Greene's novel is a great argument for the faith, but so is the country in which it was set
My Mexican wanderings are now drawing to an end, and I find myself in the country’s second city, Guadalajara waiting for my flight back home via the United States. Guadalajara, or GDL to use its popular acronym, is a sort of Mexico in miniature. It has some splendours, but many squalours. The most picturesque places in this country are the small colonial towns, such as San Miguel de Allende, Guanajuato and Zacatecas, places with real charm. GDL, by contrast, may have started out as a small colonial town back in the sixteenth century, but it has grown and grown, and swallowed all its near neighbours. It is not the size of Mexico City, but it is as big as London in its extent – a vast sprawl in every direction, consisting mainly of single story houses.
GDL does not have the world class museums that grace Mexico City, or some of its astonishing Art Nouveau architecture, but it does have some rather nice things to see. There is the former orphanage, now called the Instituto Cabanas, used as an arts centre, perhaps one of the finest colonial buildings in the country. Built in the classical style, it consists of a series of austerely beautiful patios, with a deconsecrated chapel in the form of a Greek Cross at its centre, decorated with murals by Jose Clemente Orozco, one of this country´s great twentieth century artists.
The Cathedral is in a melange of styles, gothic, baroque and classical, its interior painted white. But for something all of a piece one should go to the Templo Expiatorio some twenty blocks from the centre. This is Mexico´s finest example of neo-Gothic, indeed it probably counts as the finest piece of neo-Gothic anywhere on earth. As the name suggests, the church was a conceived as an expiatory temple to the Blessed Sacrament, in the late nineteenth century. It took almost a hundred years to build. The nave is lined with rose windows, which is most unusual.

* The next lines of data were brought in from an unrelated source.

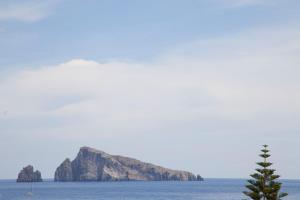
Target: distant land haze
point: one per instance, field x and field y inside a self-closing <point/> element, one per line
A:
<point x="95" y="165"/>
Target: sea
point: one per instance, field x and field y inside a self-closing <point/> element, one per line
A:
<point x="209" y="189"/>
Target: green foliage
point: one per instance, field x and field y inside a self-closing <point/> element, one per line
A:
<point x="263" y="185"/>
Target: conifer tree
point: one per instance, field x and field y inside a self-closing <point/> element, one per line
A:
<point x="264" y="185"/>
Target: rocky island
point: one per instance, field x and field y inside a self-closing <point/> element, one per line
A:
<point x="27" y="174"/>
<point x="95" y="165"/>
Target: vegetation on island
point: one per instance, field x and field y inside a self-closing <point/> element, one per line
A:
<point x="264" y="184"/>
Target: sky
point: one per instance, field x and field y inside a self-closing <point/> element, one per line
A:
<point x="192" y="85"/>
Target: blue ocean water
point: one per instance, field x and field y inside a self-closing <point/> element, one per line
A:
<point x="210" y="189"/>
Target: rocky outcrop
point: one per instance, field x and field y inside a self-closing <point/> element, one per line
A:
<point x="27" y="174"/>
<point x="94" y="165"/>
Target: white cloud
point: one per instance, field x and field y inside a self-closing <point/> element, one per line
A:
<point x="244" y="88"/>
<point x="241" y="3"/>
<point x="223" y="80"/>
<point x="28" y="11"/>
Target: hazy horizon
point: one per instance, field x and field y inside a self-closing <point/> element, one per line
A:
<point x="193" y="85"/>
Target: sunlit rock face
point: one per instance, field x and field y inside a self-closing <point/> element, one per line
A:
<point x="94" y="165"/>
<point x="27" y="174"/>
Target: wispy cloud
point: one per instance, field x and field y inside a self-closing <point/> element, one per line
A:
<point x="28" y="11"/>
<point x="244" y="88"/>
<point x="242" y="3"/>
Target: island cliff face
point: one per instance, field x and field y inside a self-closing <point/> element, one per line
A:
<point x="27" y="174"/>
<point x="94" y="165"/>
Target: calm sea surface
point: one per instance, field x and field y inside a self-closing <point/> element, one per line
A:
<point x="210" y="189"/>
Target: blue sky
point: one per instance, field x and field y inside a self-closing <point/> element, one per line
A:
<point x="162" y="81"/>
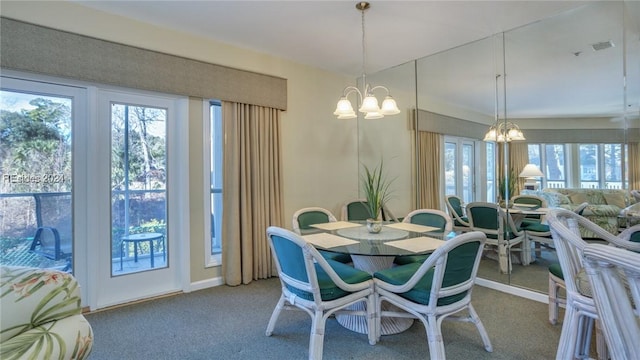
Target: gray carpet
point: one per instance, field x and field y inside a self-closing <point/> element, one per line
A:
<point x="229" y="323"/>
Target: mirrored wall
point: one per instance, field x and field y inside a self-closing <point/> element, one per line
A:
<point x="567" y="80"/>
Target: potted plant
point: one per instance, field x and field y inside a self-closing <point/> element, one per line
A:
<point x="376" y="190"/>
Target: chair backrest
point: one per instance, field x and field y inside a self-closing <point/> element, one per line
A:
<point x="491" y="219"/>
<point x="53" y="238"/>
<point x="305" y="217"/>
<point x="565" y="230"/>
<point x="452" y="267"/>
<point x="611" y="271"/>
<point x="454" y="207"/>
<point x="430" y="217"/>
<point x="296" y="261"/>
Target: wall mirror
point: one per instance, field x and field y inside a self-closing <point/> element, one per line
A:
<point x="543" y="77"/>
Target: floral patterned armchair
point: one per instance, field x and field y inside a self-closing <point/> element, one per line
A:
<point x="41" y="315"/>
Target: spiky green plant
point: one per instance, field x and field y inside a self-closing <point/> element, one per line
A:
<point x="376" y="189"/>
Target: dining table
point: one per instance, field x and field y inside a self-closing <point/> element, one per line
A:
<point x="373" y="252"/>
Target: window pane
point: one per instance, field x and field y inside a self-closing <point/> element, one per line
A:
<point x="613" y="166"/>
<point x="555" y="165"/>
<point x="588" y="162"/>
<point x="138" y="188"/>
<point x="35" y="192"/>
<point x="450" y="160"/>
<point x="216" y="178"/>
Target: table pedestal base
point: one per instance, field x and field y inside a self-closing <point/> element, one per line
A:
<point x="358" y="323"/>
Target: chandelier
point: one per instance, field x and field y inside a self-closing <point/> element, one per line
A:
<point x="504" y="132"/>
<point x="344" y="109"/>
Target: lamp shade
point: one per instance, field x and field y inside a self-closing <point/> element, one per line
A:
<point x="531" y="170"/>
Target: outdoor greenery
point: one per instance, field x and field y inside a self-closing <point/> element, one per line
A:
<point x="375" y="185"/>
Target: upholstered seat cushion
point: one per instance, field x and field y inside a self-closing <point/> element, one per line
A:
<point x="536" y="226"/>
<point x="459" y="267"/>
<point x="328" y="289"/>
<point x="343" y="258"/>
<point x="409" y="259"/>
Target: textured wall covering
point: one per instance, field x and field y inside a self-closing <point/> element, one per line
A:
<point x="33" y="48"/>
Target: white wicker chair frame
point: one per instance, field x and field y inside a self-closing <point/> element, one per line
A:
<point x="432" y="315"/>
<point x="556" y="283"/>
<point x="455" y="216"/>
<point x="448" y="221"/>
<point x="504" y="247"/>
<point x="611" y="270"/>
<point x="318" y="309"/>
<point x="297" y="214"/>
<point x="580" y="313"/>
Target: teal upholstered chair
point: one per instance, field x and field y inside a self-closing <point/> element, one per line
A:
<point x="501" y="232"/>
<point x="426" y="217"/>
<point x="316" y="285"/>
<point x="457" y="213"/>
<point x="305" y="217"/>
<point x="435" y="289"/>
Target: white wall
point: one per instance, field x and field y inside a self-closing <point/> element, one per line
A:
<point x="319" y="151"/>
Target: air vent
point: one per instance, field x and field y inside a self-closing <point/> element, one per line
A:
<point x="602" y="45"/>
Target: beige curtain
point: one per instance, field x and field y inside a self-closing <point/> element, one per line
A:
<point x="518" y="158"/>
<point x="252" y="184"/>
<point x="429" y="170"/>
<point x="634" y="165"/>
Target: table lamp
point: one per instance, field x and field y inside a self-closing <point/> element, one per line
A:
<point x="530" y="173"/>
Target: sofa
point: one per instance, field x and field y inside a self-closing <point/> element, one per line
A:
<point x="604" y="206"/>
<point x="41" y="315"/>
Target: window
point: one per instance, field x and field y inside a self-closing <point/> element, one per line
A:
<point x="459" y="168"/>
<point x="213" y="242"/>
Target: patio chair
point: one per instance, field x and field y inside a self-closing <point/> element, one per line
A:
<point x="53" y="237"/>
<point x="317" y="286"/>
<point x="436" y="289"/>
<point x="501" y="232"/>
<point x="427" y="217"/>
<point x="456" y="211"/>
<point x="615" y="286"/>
<point x="580" y="313"/>
<point x="305" y="217"/>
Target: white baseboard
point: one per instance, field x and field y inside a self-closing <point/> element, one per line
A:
<point x="204" y="284"/>
<point x="513" y="290"/>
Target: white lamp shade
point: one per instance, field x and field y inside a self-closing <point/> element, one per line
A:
<point x="369" y="104"/>
<point x="531" y="170"/>
<point x="389" y="107"/>
<point x="351" y="115"/>
<point x="490" y="135"/>
<point x="373" y="115"/>
<point x="344" y="107"/>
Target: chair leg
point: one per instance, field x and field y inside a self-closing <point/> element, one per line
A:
<point x="553" y="301"/>
<point x="483" y="332"/>
<point x="434" y="338"/>
<point x="275" y="315"/>
<point x="316" y="340"/>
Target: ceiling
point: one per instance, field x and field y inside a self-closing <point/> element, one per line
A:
<point x="328" y="35"/>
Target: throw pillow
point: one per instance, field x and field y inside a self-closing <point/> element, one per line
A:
<point x="577" y="198"/>
<point x="616" y="199"/>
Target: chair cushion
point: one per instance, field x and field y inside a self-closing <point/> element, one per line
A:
<point x="556" y="270"/>
<point x="459" y="266"/>
<point x="328" y="289"/>
<point x="408" y="259"/>
<point x="343" y="258"/>
<point x="537" y="227"/>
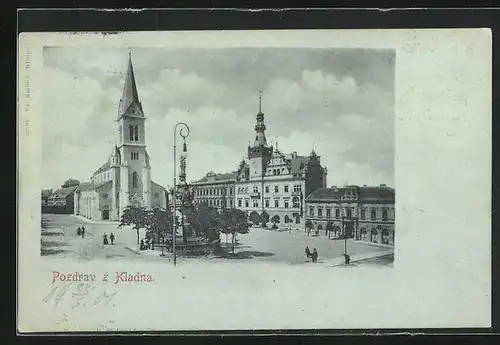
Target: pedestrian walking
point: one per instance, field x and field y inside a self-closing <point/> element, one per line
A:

The buoilding next door has some tracery that is clealry modelled on the Papal Palace at Viterbo, but the main thrill is to be had by approaching the main altar and raising one’s eyes to the vast spire above one, which consists of tracery and coloured glass – the nearest thing one will get to to a gothic dome.
One reason the Temlo Expiatorio took so long to build is that the construction was held back by the Mexican revolution and the attendant persecution of the Church, along with the financial collapse that the revolutionary years brought in their wake. The church was not built to expaite the crimes of the revolution, being conceived before that, but the martyrs of the revolutionary period, most of whom were from Jalisco, the state which has GDL for its capital, are commemeorated in the stained glass.
Funnily enough the Mexican revolution is something we English think we know quite a bit about, as we have all read Graham Greene’s The Power and the Glory which to me will always be one of the greatest books ever written. The novel deals with the persecution of the Church in Tabasco, where it was especially fierce, and where many churches were demolished, but most of the martyrs come from the north of the country, Jalisco and Zacatecas in particular; there church furnishings were destroyed, but buildings were spared, though, as the Cabanas Institute and other places around GDL show, there were plenty that were deconsecrated.
If you have not read The Power and the Glory, please do read it. Don’t let the author’s reputation put you off. It is the greatest argument for Catholicism ever made: and it bears all the signs of being made in Mexico!